I’m making a couple of changes around here, dusting a few corners, tweaking a few curtains. First thing to go is is my regular Monday morning creative writing slot, not because I have exhausted my supply of exercises (I estimate that I’ve probably got another two miles…and the paper pile is still growing), but because <gentle drum roll – let’s not over do this> I am bringing out an ebook very, very soon about how to be the kind of writer you want to be.
I’m feeling a bit like this about it:
photo credit: McBeth via photopin cc
And also a bit like this.
photo credit: bobsfever via photopin cc
WHY I’M DOING IT
Because I’m passionate about creative writing and I’m passionate about teaching it. It’s a thrill walking into a classroom at the beginning of term not knowing who I will meet and what stories I will read. It’s a pleasure walking into a classroom full of ‘old’ students, watching their self confidence grow and their writing devlop It’s a home coming. And I have never forgotten the advice given to me by the poet and writer Lavinia Greenlaw who was my tutor when I was studying for a Masters in Creative and Life Writing. She told me that she had never taught a class that hadn’t also her taught her something about the art of writing.
That’s been my experience too and while I know that I can’t replicate that face to face exchange of ideas through an ebook I’m hoping that I can pass on my enthusiasm for a creative art that has ordinary everyday relevance because learning how to communicate more effectively, to be able to use the tools of language with skill is always going to be an asset. Word after word after word is power said Margaret Atwood and you know that to be true when you have to complete a job application, read a benefit form or send a letter of condolence.
Because I can. I know that’s not a good enough reason in itself but I’m convinced that we are living through extraordinary times when it is possible for writers to make direct contact with potential readers and produce books and ebooks with high production values without having to apply for a mortgage or sell the family silver. It wasn’t like this 10 years ago and I suspect that it won’t be like it in 10 years time. We are in a time of flux and I want to see it what it feels like to be part of it.
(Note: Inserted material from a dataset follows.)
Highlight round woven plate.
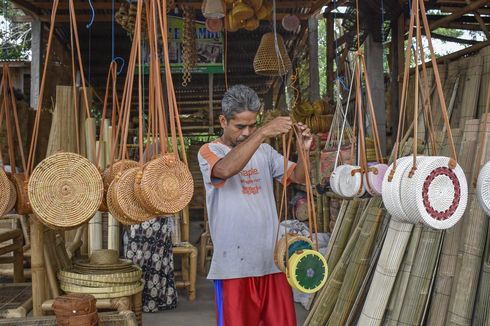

Because I am trying to enter a highly competitive market I haven’t talked to my agent about this or approached a publisher, I thought I’d see for myself if I can enter it. If I only did the things that I knew I would succeed at I wouldn’t have done much in my life. I joined a table tennis club when I was 14, although I was truly dreadful at the game. There were, of course, other attractions. Boys. I didn’t get any better at table tennis – perhaps graduating to the status of dreadful – but I stopped being quite so shy, even sometimes talking to these fabulous creatures and I grew up, a bit. Failure is underrated. So, let’s see what I learn doing this – I’ll let you know how it’s going.